Sun Dec 8th through Sat the 14th, 2019 at Vancouver Convention Center
The paper presents a simple and clear algorithm of a divide-and-conquer scheme of distributed classification using the nearest neighbour framework. The general methods presented are not entirely new, but are accompanied by a crisp statistical analysis which proves tight convergence rates to the Bayes optimal classifier. The novelty in this algorithm is the complete distributed nature of it - the fact that very little information must be transferred between different computing units as opposed to previous work algorithms which compelled more data transference between them. The claims are clear and understandable, and the theoretical part is very satisfactory, as well as a nice complementary empirical section showing improved speeds (in the denoised case) as well as improved regret. On the other hand, I add a few points to explain the overall score I have given this submission: 1) The algorithm is rather similar to the denoising algorithm referred to in the paper. The denoising algorithm could be performed in a distributed manner as well since it performs calculations on different subsamples of the data. In addition, similar analysis to that of the submitted paper has been done in the denoising case. 2) In the extreme cases in which the subsamples are very small (the size of s is bounded from above but still may reach significantly large sizes) it seems there may be a possibility that k >1/|S|. I may be mistaken regarding this statement, but if it is true than a tighter higher bound is necessary. 3) The idea of distributing the data and thus speed up the process of classification seems somewhat inferior to compressing the data. the speedup occurs from multiprocessing rather than reduction of computations (There is still need to entirely search each subsample). The denoising variation of the algorithm presents actual reduction in computation time, which the original BigNN does not. Therefore, it seems to me that a fair amount of work presented here is due to the referenced papers. Finally, I would like to state that the paper is well written and is very clean and understandable. The only downside in my eye is the fact a lot of its originality comes from previous papers. With further analysis answering the questions presented in the conclusions this could be a more novel and unique paper. Best of luck
After reading the author feedback, I am impressed by the thorough comments and I am increasing my score from 5 to 7. Please incorporate your discussion points to the paper, and thanks for the well-thought-out response! * * * * * Original review below * * * * * From a methodological standpoint, this paper combines an ensembling approach that is basically just pasting (Brieman 1999) with nearest neighbor classification and then also with the denoising method of Xue and Kpotufe (2018). We already know that k-NN classification can achieve the minimax optimal rate in fairly general settings (Chaudhuri and Dasgupta 2014). That pasting used in conjunction with k-NN classification also achieves this rate is unsurprising (and the analysis is straightforward), and stitching the result with the theory developed by Xue and Kpotufe is also straightforward. Overall the theoretical contributions are reassuring albeit unsurprising and incremental. Given the aim of the paper, I think it's extremely important to experimentally compare against recently proposed quantization schemes that are largely about how to scale up nearest neighbors to large datasets: see Kpotufe and Verma 2017, and Kontorovich, Weiss, and Sabato 2017. Perhaps more discussion/theory on when/why one should use pasting rather than bagging to ensemble k-NN estimators would be helpful. I realize that the authors have mentioned a little bit about known asymptotic results but I think numerical simulations would really be helpful here. Separately, depending on the dataset (i.e., the feature space and distribution), I would suspect that even just taking 1 subsample without ensembling could yield a good classifier. Perhaps some discussion on understanding how much training data we could get away with (and whether we could just ignore a lot of the data to save on computation) could be helpful. This comment is a bit related to the quantization strategies mentioned above.

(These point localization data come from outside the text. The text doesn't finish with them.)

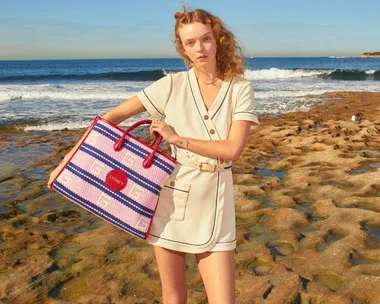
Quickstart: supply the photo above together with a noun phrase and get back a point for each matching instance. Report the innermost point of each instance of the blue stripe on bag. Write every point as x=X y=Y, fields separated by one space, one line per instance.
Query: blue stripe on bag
x=120 y=197
x=137 y=178
x=95 y=209
x=136 y=149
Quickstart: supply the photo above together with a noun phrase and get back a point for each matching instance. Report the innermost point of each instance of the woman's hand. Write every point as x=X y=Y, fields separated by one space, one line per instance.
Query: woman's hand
x=165 y=130
x=56 y=171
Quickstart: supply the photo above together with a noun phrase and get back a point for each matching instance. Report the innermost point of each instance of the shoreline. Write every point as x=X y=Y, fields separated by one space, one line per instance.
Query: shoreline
x=307 y=196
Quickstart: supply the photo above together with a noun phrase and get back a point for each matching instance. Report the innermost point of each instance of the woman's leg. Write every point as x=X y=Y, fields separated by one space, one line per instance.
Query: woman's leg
x=218 y=274
x=172 y=269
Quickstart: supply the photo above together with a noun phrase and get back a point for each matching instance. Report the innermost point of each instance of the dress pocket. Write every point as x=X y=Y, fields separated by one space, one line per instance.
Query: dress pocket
x=173 y=200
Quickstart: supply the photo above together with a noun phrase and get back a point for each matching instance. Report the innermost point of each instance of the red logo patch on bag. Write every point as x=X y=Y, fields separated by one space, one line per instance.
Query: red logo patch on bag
x=116 y=180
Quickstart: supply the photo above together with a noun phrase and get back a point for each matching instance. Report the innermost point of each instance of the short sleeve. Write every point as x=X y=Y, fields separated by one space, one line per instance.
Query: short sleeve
x=244 y=107
x=155 y=97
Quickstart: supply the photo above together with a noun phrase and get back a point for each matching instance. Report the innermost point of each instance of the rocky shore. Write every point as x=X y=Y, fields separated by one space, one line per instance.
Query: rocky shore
x=307 y=191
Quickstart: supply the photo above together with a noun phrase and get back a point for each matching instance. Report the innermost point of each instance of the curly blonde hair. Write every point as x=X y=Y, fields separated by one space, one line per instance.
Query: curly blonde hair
x=228 y=55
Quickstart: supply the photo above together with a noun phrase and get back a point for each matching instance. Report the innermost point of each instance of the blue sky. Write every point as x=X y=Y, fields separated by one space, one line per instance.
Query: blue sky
x=139 y=29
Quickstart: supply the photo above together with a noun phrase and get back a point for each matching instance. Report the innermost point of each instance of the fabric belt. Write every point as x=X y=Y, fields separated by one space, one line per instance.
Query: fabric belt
x=201 y=166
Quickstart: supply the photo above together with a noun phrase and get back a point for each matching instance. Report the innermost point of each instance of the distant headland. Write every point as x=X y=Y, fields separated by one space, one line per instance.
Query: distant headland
x=372 y=55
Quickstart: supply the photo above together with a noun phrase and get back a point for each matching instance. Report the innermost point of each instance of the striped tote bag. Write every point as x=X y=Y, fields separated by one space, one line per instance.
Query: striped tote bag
x=116 y=176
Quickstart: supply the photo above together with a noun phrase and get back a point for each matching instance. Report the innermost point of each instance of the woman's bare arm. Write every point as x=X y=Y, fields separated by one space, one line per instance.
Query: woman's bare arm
x=229 y=149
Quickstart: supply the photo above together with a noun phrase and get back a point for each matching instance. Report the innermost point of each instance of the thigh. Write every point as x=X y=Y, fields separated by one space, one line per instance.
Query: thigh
x=172 y=269
x=218 y=274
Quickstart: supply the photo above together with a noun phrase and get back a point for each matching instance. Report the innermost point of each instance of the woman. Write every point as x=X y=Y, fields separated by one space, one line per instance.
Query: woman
x=208 y=111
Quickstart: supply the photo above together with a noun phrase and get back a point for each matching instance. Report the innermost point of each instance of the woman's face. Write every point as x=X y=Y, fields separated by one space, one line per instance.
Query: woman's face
x=199 y=43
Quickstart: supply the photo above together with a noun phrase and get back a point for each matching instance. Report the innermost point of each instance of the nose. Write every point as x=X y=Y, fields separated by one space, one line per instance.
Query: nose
x=199 y=46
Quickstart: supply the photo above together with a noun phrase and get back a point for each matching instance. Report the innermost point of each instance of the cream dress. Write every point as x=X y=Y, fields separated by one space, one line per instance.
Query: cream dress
x=195 y=211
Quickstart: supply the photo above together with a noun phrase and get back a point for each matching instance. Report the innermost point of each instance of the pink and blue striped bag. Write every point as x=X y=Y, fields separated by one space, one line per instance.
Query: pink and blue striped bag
x=116 y=176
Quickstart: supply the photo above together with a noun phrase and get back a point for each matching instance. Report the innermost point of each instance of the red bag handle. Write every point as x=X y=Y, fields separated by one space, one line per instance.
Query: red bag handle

This paper treats the theoretical analysis of k-nearest neighbor (kNN) classification when the kNN classification is performed separately in different machines with different data. The information is combined later for final decision. The paper is clearly written and the experiments support the derived theory well. The derived result is important because the simple methods such as k-NN classification is becoming important for treating really large data, but the data now cannot be treated in a single machine. The results achieve the similar order of convergence rate in a single machine algorithm without loosing the simplicity of k-NN methods. This paper is a nice contribution to nearest neighbor community in NeurIPS.
The paper is well-written, the results appear to be novel and correct.